姑子们已经不再开口了,比起这样的琴音,方才她们的取笑才是真的成了笑柄,她们也无法再说出嘲笑的话来,只能转过脸去,不看顾沅。这个时代,精通琴棋书画之人,都会被人称为大家,也是极受人尊敬的,顾沅的琴技已是无法否认的,姑子们已经不能再公然对顾沅说出什么不敬之语,只是她们想不明白,这样卑贱身份的人如何能够有如此精湛的琴技。
郎君们却是目光热烈,一瞬不瞬地盯着窗边的顾沅,这样的琴音这样的人人如何能够移开眼去。
张家七郎这时已经是又惊又喜,他万万料不到顾家这位小姑竟然还有如此琴技,这样的女子纳入府里也是他的光彩,他笑得很是满意:“敢问沅小姑,这琴曲为何名?”这首琴曲并不是当朝流传的《四弄》、《五弄》,是他们没有听过的琴曲。
“是上古之曲《遗音》。

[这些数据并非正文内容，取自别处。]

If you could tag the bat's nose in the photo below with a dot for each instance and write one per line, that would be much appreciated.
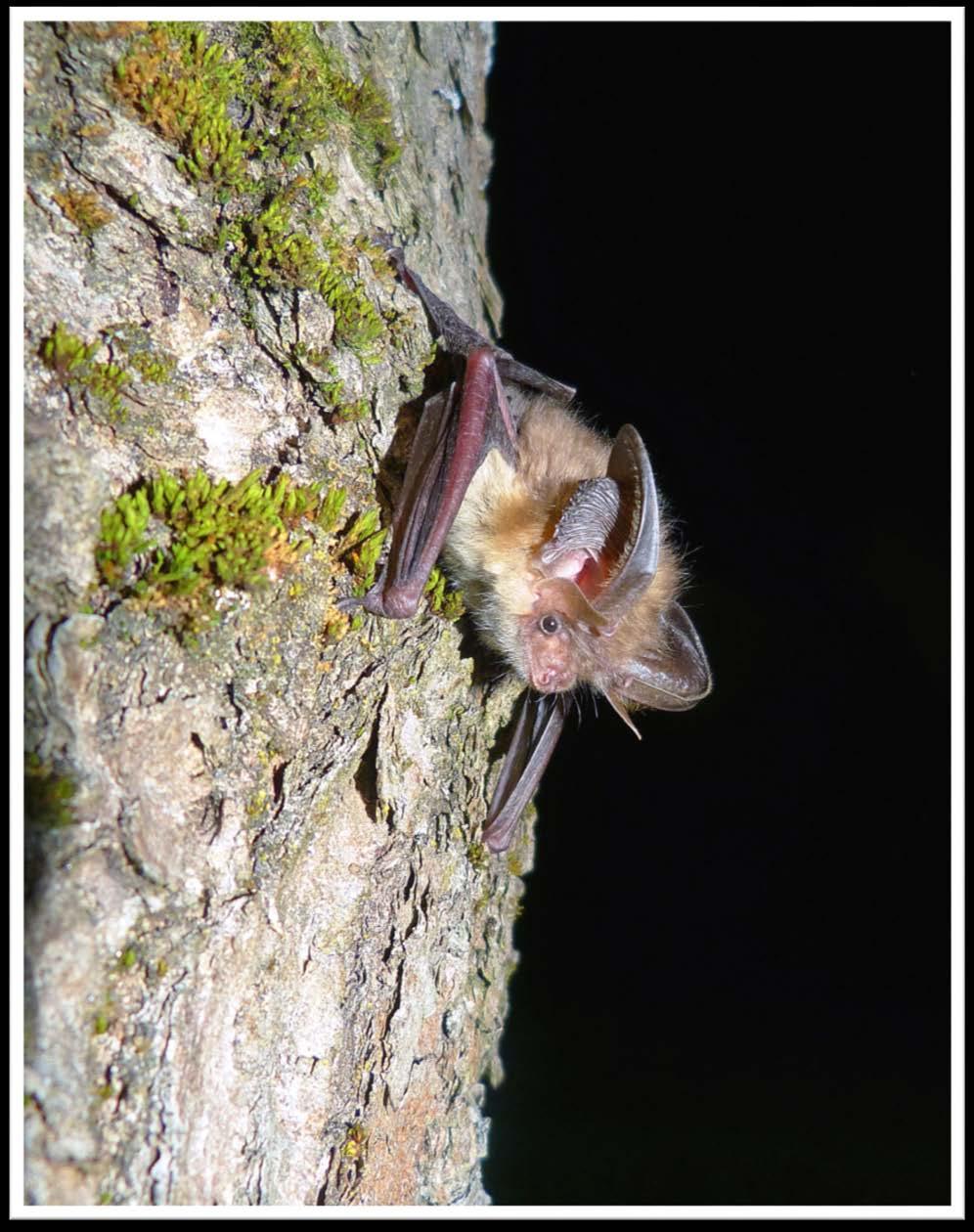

”陆靳沉沉答道,“多谢大家弹奏此古曲,一闻望俗,不敢或忘。”他起身一揖,望着顾沅,只是目光幽暗,难得的专注。这位小姑很是不一般!
顾沅缓缓站起身来,拂袖而立,竟然坦然受了陆靳的礼,淡然疏离地笑着:“郎君多礼了。”
这一次姑子们只能瞪着眼嫉恨地望着顾沅,她们不敢再轻易嘲弄她,顾沅的琴技实在是太让人震惊了,连她们也不得不承认。
张七郎已经按捺不住了,连陆靳都称赞的姑子,他怎么能放过,他忙忙起身来,向着顾潼之一揖:“还请潼之允了我的请求,纳沅小姑入我府中,我愿许她贵妾之位,明日便使人过府去提亲。”
他一语既出,众人哗然,姑子们个个眼前大亮,欢喜地议论着,又纷纷瞧向顾沅,想要看出她脸上的惊喜和期盼之情,在她们看来,有一位世家郎君愿意给这样一个旁支孤女贵妾的位份,这可是她的福气。
郎君们却是有不少露出不忿之意,这张七郎太过精滑,见识过小姑的琴技后,便要纳她入府,平白得了个琴艺大家,自然是脸上有光之事,只是让他们纳一个旁支姑子入府,只怕也不过是给个妾罢了,也就说不出什么来。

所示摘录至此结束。